Not sure if it is actually lens width or two times the distance. People with a wider nose have a wider bridge to fit even if pupil distance is the same.
For me temple width is the limiting factor. I have a wide head. Also some ear pieces are too short.
Bil lD

How to Measure Your Eyeglass Frames Size Infographic| Zenni Optical

Yeah, I ordered from Zenni and they have some limits on PD for their frames. I have a pretty narrow PD, and it's asymmetrical by about 3-4 mm, but the frames I wanted didn't go low enough for me to get the proper asym distance on the lens without a special order. So I got the lowest they had on offer point-point and then tweaked the nose pads a bit. Still took a little getting used to wearing them, but it was better than ordering "youth sizes" which would have barely fit my head :wrong:
 
Quick question.....
I did not have the P.D. measured at my eye appointment. The place I go doesnt make glasses....they just tell me how blind I am...lol....they dont actually do anything about it.
Kind of hesitant to walk in and ask someone to measure my P.D. and not buy anything. Wondering if anyone has done this????

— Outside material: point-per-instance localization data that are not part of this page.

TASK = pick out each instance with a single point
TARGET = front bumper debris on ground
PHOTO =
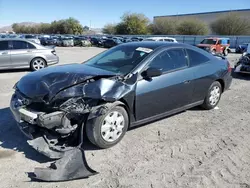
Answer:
(70, 161)
(72, 166)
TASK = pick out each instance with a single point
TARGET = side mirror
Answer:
(151, 72)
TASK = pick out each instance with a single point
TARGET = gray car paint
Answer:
(23, 57)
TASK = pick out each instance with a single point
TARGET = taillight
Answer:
(53, 52)
(229, 68)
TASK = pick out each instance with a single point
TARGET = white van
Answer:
(166, 39)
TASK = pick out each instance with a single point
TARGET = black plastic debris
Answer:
(72, 166)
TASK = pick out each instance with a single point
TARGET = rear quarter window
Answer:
(4, 45)
(196, 58)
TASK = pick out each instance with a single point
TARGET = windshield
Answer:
(148, 40)
(121, 59)
(30, 37)
(209, 41)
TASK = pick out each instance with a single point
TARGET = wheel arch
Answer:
(36, 58)
(222, 83)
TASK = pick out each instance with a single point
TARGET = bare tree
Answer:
(231, 24)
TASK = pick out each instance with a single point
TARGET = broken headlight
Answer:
(74, 91)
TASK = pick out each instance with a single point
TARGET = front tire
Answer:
(225, 52)
(213, 96)
(37, 64)
(109, 129)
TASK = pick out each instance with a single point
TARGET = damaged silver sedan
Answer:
(128, 85)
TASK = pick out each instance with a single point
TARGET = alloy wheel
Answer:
(38, 64)
(112, 126)
(214, 95)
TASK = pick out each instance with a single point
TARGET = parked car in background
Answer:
(20, 53)
(109, 43)
(65, 41)
(243, 65)
(32, 38)
(49, 41)
(81, 41)
(126, 86)
(136, 39)
(241, 48)
(166, 39)
(216, 45)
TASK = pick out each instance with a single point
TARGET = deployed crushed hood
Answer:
(49, 81)
(204, 45)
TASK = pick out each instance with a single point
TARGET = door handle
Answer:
(186, 82)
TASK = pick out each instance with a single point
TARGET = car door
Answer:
(21, 54)
(203, 73)
(172, 90)
(4, 54)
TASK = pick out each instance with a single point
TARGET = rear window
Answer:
(19, 45)
(4, 45)
(208, 41)
(196, 58)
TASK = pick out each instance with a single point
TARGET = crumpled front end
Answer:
(55, 126)
(243, 66)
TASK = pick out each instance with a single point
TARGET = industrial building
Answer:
(207, 17)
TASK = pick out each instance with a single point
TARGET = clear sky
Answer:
(100, 12)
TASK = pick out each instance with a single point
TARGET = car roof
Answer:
(19, 39)
(217, 38)
(154, 44)
(160, 38)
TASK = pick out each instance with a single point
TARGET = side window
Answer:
(169, 60)
(112, 57)
(178, 57)
(196, 58)
(163, 62)
(31, 46)
(19, 45)
(4, 45)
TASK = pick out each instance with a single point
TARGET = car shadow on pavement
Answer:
(240, 76)
(12, 138)
(14, 70)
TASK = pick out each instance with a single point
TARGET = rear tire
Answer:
(37, 64)
(213, 96)
(225, 52)
(109, 129)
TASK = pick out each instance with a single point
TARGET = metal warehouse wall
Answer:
(196, 39)
(208, 17)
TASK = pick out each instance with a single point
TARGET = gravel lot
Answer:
(195, 148)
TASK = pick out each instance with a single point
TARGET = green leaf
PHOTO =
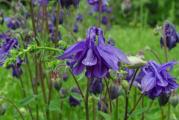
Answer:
(28, 100)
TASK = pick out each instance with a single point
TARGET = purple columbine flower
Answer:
(103, 105)
(156, 80)
(94, 55)
(43, 2)
(170, 35)
(104, 20)
(16, 68)
(75, 28)
(96, 86)
(68, 3)
(13, 23)
(6, 45)
(99, 5)
(113, 92)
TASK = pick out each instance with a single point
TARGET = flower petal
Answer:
(80, 46)
(148, 82)
(90, 58)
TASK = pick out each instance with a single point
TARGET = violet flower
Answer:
(94, 55)
(99, 5)
(170, 34)
(13, 23)
(16, 68)
(156, 80)
(96, 86)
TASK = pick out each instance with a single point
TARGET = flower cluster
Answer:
(156, 80)
(6, 45)
(94, 55)
(170, 35)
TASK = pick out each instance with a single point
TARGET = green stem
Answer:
(15, 106)
(86, 100)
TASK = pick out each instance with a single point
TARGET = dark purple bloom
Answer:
(43, 2)
(156, 80)
(113, 92)
(75, 28)
(170, 35)
(111, 42)
(94, 55)
(104, 20)
(68, 3)
(99, 5)
(79, 18)
(13, 23)
(16, 68)
(65, 76)
(6, 45)
(96, 86)
(74, 101)
(103, 105)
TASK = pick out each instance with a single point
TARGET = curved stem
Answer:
(15, 106)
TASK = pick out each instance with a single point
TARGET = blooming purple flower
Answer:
(96, 86)
(156, 80)
(68, 3)
(99, 5)
(6, 45)
(104, 20)
(72, 99)
(75, 28)
(103, 105)
(16, 68)
(43, 2)
(79, 18)
(170, 34)
(94, 55)
(13, 23)
(113, 92)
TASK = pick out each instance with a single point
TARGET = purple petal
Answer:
(80, 46)
(148, 82)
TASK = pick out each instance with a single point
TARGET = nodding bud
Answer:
(102, 105)
(65, 77)
(163, 99)
(96, 86)
(114, 92)
(73, 100)
(174, 100)
(3, 108)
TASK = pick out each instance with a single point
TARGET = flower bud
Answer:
(174, 100)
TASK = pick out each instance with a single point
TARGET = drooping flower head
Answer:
(156, 80)
(170, 35)
(96, 86)
(16, 68)
(13, 23)
(94, 55)
(43, 2)
(7, 43)
(99, 5)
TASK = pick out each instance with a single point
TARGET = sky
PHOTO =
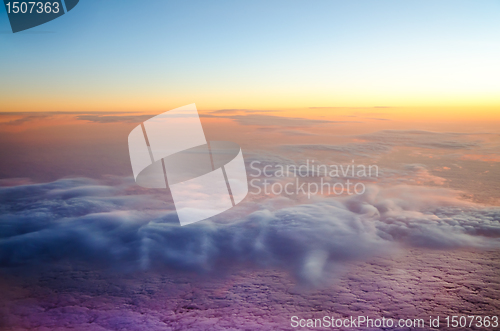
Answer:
(427, 57)
(410, 88)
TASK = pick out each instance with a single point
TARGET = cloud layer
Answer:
(111, 225)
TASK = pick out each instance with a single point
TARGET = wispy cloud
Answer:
(103, 224)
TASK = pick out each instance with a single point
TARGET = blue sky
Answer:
(254, 53)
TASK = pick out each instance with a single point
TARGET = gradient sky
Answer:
(155, 55)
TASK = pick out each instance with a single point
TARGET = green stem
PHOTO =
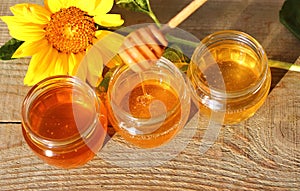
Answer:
(154, 18)
(284, 65)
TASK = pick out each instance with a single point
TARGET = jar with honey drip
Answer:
(149, 108)
(63, 121)
(229, 76)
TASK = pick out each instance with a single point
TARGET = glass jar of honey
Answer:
(63, 121)
(229, 76)
(149, 108)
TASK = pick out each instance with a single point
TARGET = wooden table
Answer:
(262, 153)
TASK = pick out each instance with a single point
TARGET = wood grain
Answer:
(262, 153)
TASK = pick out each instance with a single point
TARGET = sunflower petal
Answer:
(38, 67)
(103, 7)
(26, 33)
(62, 64)
(31, 13)
(74, 62)
(88, 7)
(94, 62)
(30, 48)
(54, 5)
(109, 20)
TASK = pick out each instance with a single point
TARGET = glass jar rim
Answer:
(162, 62)
(242, 38)
(32, 94)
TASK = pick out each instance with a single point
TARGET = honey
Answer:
(230, 76)
(63, 124)
(149, 111)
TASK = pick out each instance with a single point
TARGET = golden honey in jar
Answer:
(229, 76)
(148, 109)
(63, 121)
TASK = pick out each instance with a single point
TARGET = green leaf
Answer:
(142, 6)
(289, 16)
(135, 5)
(9, 48)
(103, 86)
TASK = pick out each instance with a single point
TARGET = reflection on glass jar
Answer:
(149, 108)
(229, 74)
(63, 121)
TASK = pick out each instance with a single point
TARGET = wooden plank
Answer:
(262, 153)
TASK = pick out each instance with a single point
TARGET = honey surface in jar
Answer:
(152, 99)
(235, 73)
(56, 118)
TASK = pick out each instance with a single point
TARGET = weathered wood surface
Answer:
(262, 153)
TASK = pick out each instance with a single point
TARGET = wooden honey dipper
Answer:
(144, 46)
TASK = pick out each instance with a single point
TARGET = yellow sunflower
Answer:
(59, 34)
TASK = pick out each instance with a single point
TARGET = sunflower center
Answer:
(70, 30)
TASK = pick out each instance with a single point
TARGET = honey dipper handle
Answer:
(186, 12)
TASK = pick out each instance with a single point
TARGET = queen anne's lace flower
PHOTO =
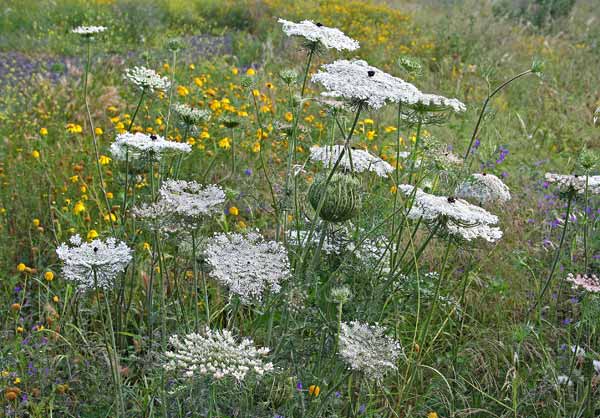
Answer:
(139, 145)
(216, 354)
(427, 102)
(102, 259)
(247, 265)
(88, 30)
(566, 182)
(181, 205)
(483, 188)
(588, 282)
(147, 79)
(358, 81)
(190, 116)
(361, 160)
(460, 217)
(190, 199)
(366, 348)
(328, 37)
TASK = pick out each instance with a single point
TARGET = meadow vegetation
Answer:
(218, 238)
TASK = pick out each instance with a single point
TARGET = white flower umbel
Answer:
(139, 145)
(189, 199)
(88, 30)
(147, 79)
(361, 160)
(460, 218)
(216, 354)
(247, 265)
(102, 259)
(483, 188)
(190, 116)
(427, 102)
(357, 81)
(316, 32)
(566, 182)
(366, 349)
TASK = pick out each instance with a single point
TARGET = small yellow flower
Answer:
(104, 160)
(78, 208)
(74, 128)
(225, 143)
(111, 217)
(182, 91)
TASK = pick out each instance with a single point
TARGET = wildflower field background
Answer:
(217, 238)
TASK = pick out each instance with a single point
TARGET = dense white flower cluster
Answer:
(216, 354)
(247, 265)
(358, 81)
(189, 115)
(88, 30)
(460, 217)
(366, 348)
(147, 79)
(181, 205)
(140, 145)
(315, 32)
(361, 160)
(428, 102)
(189, 199)
(483, 188)
(93, 264)
(588, 282)
(566, 182)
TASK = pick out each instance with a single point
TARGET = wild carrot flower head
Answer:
(317, 33)
(483, 188)
(357, 81)
(94, 263)
(216, 354)
(459, 218)
(88, 30)
(190, 116)
(247, 265)
(366, 348)
(138, 145)
(574, 182)
(181, 205)
(587, 282)
(147, 79)
(361, 160)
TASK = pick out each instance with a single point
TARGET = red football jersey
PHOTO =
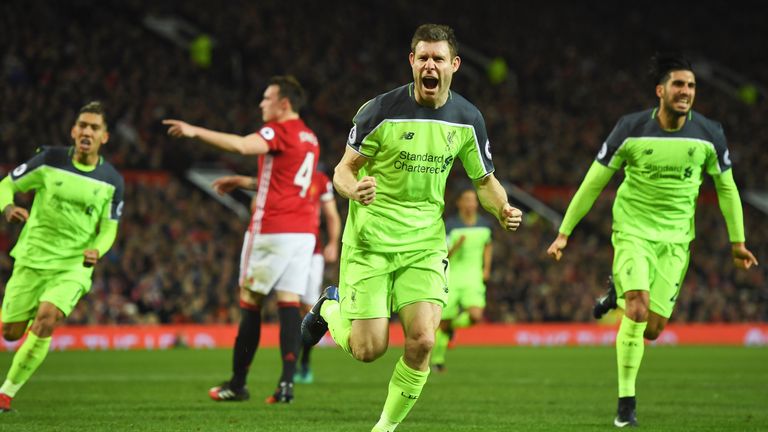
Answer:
(320, 191)
(283, 203)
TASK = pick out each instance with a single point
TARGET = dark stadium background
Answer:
(572, 68)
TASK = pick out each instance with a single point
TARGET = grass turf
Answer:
(485, 389)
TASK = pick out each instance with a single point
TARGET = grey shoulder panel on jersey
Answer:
(627, 126)
(453, 223)
(712, 131)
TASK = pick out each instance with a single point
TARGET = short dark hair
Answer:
(662, 63)
(94, 107)
(290, 88)
(435, 33)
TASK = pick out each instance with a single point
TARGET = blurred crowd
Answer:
(572, 70)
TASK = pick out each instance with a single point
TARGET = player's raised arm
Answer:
(227, 184)
(252, 144)
(731, 208)
(345, 178)
(333, 228)
(493, 198)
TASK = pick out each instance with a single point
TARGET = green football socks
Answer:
(25, 362)
(339, 326)
(629, 353)
(404, 389)
(441, 346)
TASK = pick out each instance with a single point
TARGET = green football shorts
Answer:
(462, 295)
(374, 284)
(28, 287)
(644, 265)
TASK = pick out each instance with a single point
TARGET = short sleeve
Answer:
(475, 153)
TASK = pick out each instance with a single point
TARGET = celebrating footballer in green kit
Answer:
(72, 224)
(394, 258)
(665, 152)
(470, 252)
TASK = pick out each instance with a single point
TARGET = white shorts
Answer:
(315, 284)
(276, 261)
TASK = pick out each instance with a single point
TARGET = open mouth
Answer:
(430, 83)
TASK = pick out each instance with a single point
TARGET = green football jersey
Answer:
(467, 259)
(663, 173)
(410, 150)
(68, 207)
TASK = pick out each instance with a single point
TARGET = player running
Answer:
(394, 258)
(72, 224)
(665, 151)
(470, 250)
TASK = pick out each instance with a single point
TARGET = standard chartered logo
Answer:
(423, 163)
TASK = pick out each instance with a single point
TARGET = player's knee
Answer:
(13, 333)
(420, 345)
(368, 352)
(653, 333)
(637, 311)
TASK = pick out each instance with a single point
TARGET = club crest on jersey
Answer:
(267, 133)
(21, 169)
(603, 151)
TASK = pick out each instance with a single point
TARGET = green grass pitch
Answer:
(485, 389)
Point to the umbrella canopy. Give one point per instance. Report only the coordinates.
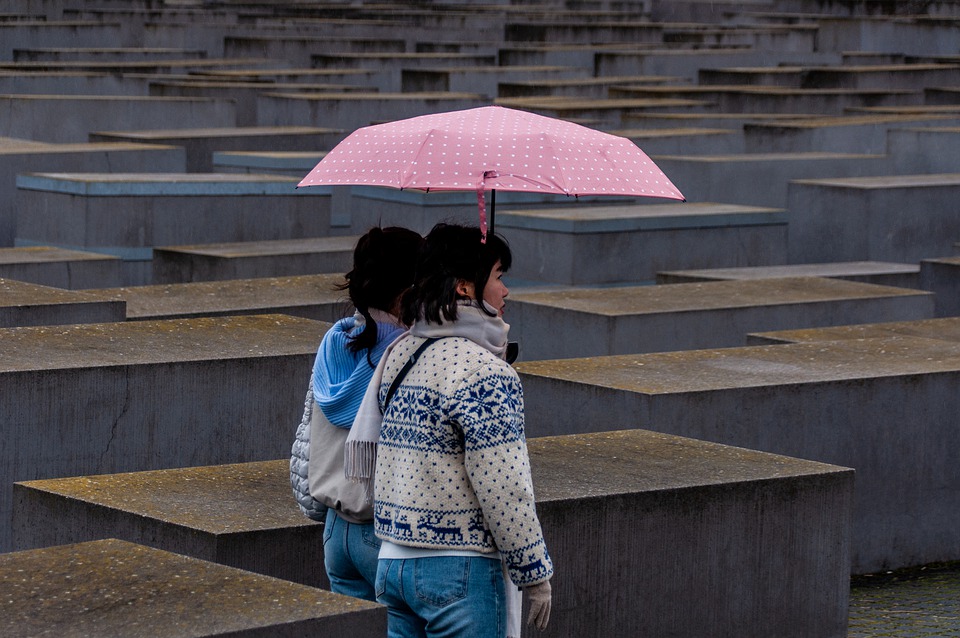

Side note for parents out there....My parents (back in the early 70's) relied on the yearly eye checks that the schools did. The wonderful system never caught my eye issue. I was a good reader(all the books up to the 2nd grade had large print) Dad just thought I sucked at catching a baseball...lol. My issue came to light when my 2nd grade teacher was teaching us how to read a dictionary. (much smaller print) and I physically couldnt do it. I also had trouble telling time because i couldnt see the hands on the clock on the wall. When my Mom took me in to the optical dept. at Sears the guy said....sorry.....my equipment doesnt go that high. lol


I didn't get a PD measurement because I get my exams for contacts usually, but I decided I wanted backup glasses for when I didn't feel like wearing contacts. I called my optometrist and they told me to come by whenever and they'd measure my PD for me between appointments.

Edit, since I just read your other post: My optometrist IS Wal Mart, so you shouldn't have an issue, assuming your local guy is cool.
 
You don't need to go to the Police Department. Walmart has it all at very reasonable prices. Unless someone calls the cops on you, not as likely to get shot either.

:cool:
 
Before I had cataract surgery I had a hell of time getting glasses. Without glasses I saw clearly all the way to the tip of my nose! Got new glasses after my old optician retired and they drove me nuts. Finally the oldest optometrist I have ever seen figured it out. My old glasses had some of the prescription ground into the front surface or the glass would have been 3/4” thick! Had to have new glasses made the same way.
 
See post #3. I was wearing trifocals with about -7 distant correction when I retired and had to begin paying for my safety glasses. Then I had cataract surgery, so no more need for distant correction. I switched to progressives after the cataract surgery, still with Phillips Safety and the same frames.